I am working at a large company and the people responsible for infrastructure gave us a GrayLog instance. Our team is enjoying GrayLog but we have a security concern.
When the VPN is active, any user on any machine, even our developer laptop seems to be able to write an entry in GrayLog.
The team raises the concern to the infrastructure department and we got an answer that because our logging is heavy, GrayLog is configured to use UDP, and there is no way to secure GrayLog to protect us against write from other users or applications than our teams/applications.
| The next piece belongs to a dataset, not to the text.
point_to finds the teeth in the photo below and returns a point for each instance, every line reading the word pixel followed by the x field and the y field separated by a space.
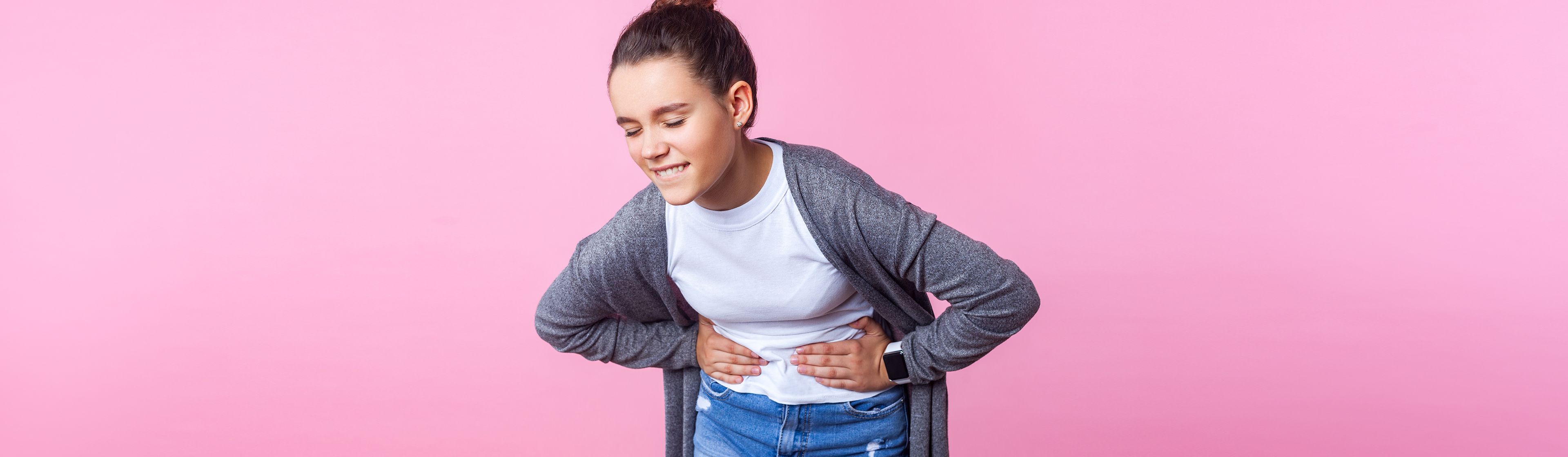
pixel 666 173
The VPN is enough protection.
We are perplexed about this answer. Is there any documentation that confirms it is not possible to secure a GrayLog instance that is using a UDP?
Is it a requirement to use UDP? As you noted, it is not possible to encrypt UDP inputs due to UDP not supporting TLS.
If UDP is a requirement and you must use it (for example, syslog udp), you can use something like Graylog Forwarder (enterprise feature) or filebeat to receive the UDP traffic and send the data via TCP to graylog so that you can secure the inputs on the graylog side.
I understand the traffic may not be encrypted. Our concern is to create a gate before writing events to GrayLog so not everybody in the company can write in our GrayLog instance.
Is there any username/password in GrayLog to prevent other team to write in our GrayLog instance like a sql database?
hi @shapeshifter999,
I would guess that your company has a proper firewall with a proper ruleset. You can prevent everybody from reaching your Graylog via UDP and only allow the necessary sources to reach your Graylog.